Fig. 23.—Sceau de Robert, abbé du Mont-Saint-Michel (1442).

CHAPITRE II
SAINT MICHEL ET LE MONT-SAINT-MICHEL A L’ÉPOQUE FÉODALE.

I
ABBAYE DU MONT-SAINT-MICHEL.

es tendances vers l’ordre féodal s’étaient manifestées sous les rois de la première race; plus tard, au milieu de la déchéance des Carlovingiens, les seigneurs travaillèrent à se rendre indépendants, et l’Église, souvent obligée de défendre elle-même ses droits et les intérêts des faibles, revendiqua une place légitime dans le gouvernement temporel du royaume; enfin, rassemblée de Quiersy-sur-Oise et l’avénement de la dynastie capétienne assurèrent l’hérédité des grands fiefs et le triomphe définitif de la féodalité. Sous ce régime, qui avait des avantages réels, mais aussi de graves inconvénients, le culte de l’Archange conducteur des âmes et défenseur des opprimés fleurit dans les monastères, en particulier au Mont-Saint-Michel.

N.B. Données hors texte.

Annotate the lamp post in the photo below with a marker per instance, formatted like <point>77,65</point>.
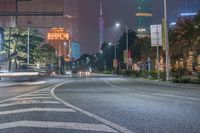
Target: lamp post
<point>127,38</point>
<point>166,41</point>
<point>28,48</point>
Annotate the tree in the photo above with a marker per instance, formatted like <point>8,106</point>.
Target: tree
<point>16,45</point>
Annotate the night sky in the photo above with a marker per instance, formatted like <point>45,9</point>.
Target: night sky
<point>118,11</point>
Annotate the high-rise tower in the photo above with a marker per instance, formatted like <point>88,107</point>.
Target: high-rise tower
<point>71,12</point>
<point>101,26</point>
<point>143,17</point>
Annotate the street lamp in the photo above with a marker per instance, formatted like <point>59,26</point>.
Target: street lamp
<point>166,41</point>
<point>126,28</point>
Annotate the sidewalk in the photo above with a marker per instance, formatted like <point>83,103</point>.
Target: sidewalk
<point>169,83</point>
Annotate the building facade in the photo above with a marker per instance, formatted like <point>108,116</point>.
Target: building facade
<point>41,14</point>
<point>76,51</point>
<point>143,17</point>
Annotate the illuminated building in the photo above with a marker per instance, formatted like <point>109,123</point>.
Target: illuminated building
<point>143,17</point>
<point>190,61</point>
<point>75,46</point>
<point>59,39</point>
<point>72,18</point>
<point>32,13</point>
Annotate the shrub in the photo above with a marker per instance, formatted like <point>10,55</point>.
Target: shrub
<point>177,74</point>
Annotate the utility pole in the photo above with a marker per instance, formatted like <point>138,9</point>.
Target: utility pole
<point>166,42</point>
<point>28,47</point>
<point>127,48</point>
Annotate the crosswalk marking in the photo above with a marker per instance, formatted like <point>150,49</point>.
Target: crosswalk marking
<point>36,110</point>
<point>29,102</point>
<point>60,125</point>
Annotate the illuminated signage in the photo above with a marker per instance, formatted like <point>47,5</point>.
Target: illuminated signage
<point>58,34</point>
<point>144,15</point>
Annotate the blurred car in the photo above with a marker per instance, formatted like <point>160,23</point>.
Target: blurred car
<point>84,73</point>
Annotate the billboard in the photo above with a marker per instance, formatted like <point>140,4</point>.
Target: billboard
<point>156,35</point>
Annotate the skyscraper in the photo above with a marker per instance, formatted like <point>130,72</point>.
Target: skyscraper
<point>101,26</point>
<point>143,17</point>
<point>71,11</point>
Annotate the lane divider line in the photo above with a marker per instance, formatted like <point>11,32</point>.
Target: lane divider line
<point>59,125</point>
<point>101,119</point>
<point>155,94</point>
<point>37,91</point>
<point>30,98</point>
<point>29,103</point>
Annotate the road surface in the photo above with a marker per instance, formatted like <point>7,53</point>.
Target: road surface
<point>101,105</point>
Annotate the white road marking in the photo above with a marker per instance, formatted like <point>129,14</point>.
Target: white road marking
<point>36,110</point>
<point>30,98</point>
<point>48,88</point>
<point>101,119</point>
<point>175,96</point>
<point>60,125</point>
<point>34,95</point>
<point>155,94</point>
<point>29,102</point>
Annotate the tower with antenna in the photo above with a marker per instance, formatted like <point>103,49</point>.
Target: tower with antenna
<point>101,26</point>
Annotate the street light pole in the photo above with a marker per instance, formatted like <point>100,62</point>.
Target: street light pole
<point>166,42</point>
<point>127,48</point>
<point>28,47</point>
<point>116,57</point>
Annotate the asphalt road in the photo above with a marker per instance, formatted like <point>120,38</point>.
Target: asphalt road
<point>141,107</point>
<point>100,105</point>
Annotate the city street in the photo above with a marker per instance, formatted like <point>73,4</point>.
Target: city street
<point>101,104</point>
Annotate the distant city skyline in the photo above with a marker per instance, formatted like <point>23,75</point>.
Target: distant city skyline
<point>122,11</point>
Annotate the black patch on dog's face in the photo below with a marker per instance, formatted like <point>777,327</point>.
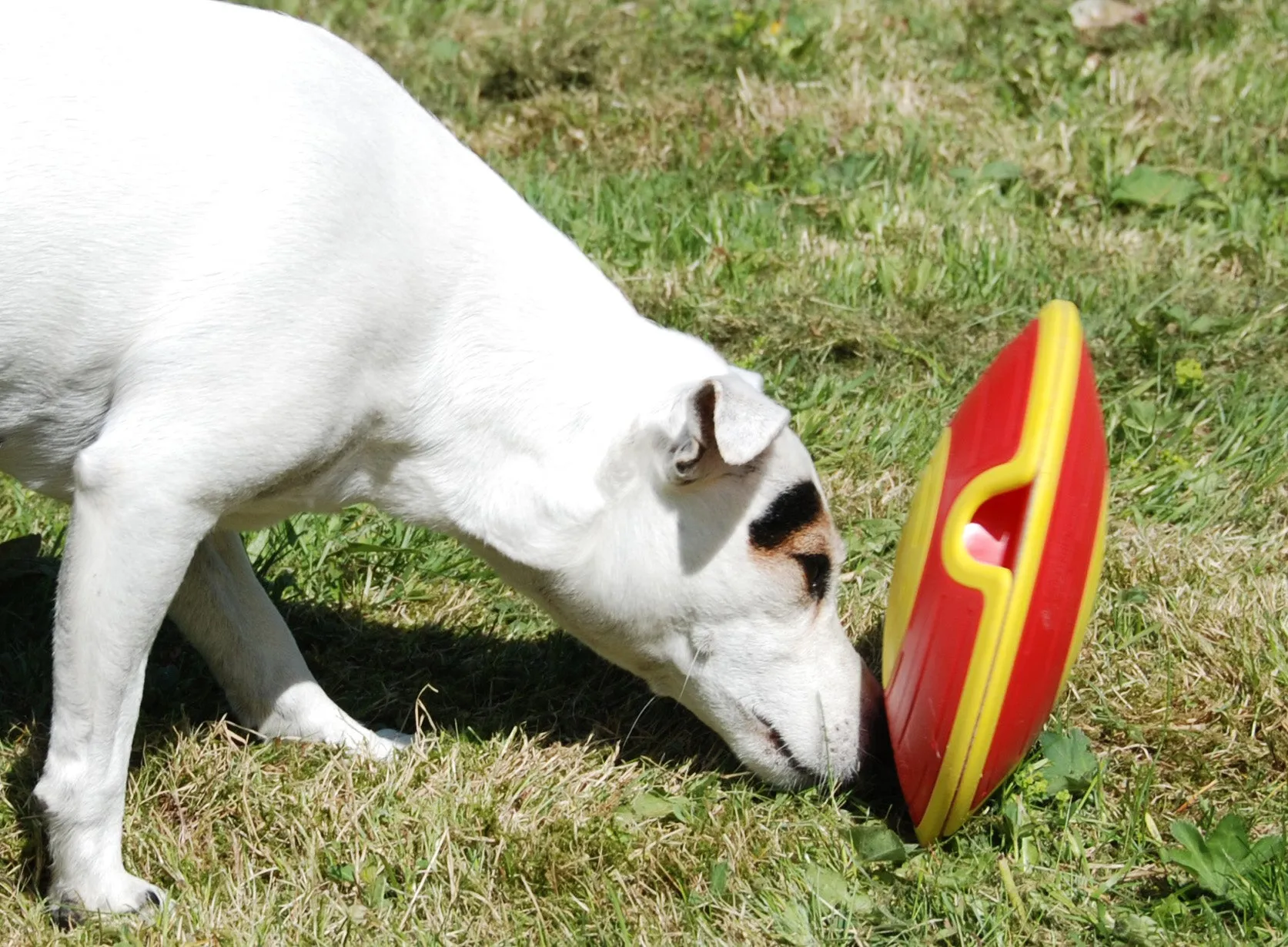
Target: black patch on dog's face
<point>791,512</point>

Au milieu de ces combats journaliers des seigneurs entre eux, ou des vassaux avec les suzerains, comme pendant la lutte contre le paganisme, les moines exercèrent une influence religieuse et sociale qu’on essaierait en vain de leur contester; l’abbaye normande va nous en fournir un exemple frappant.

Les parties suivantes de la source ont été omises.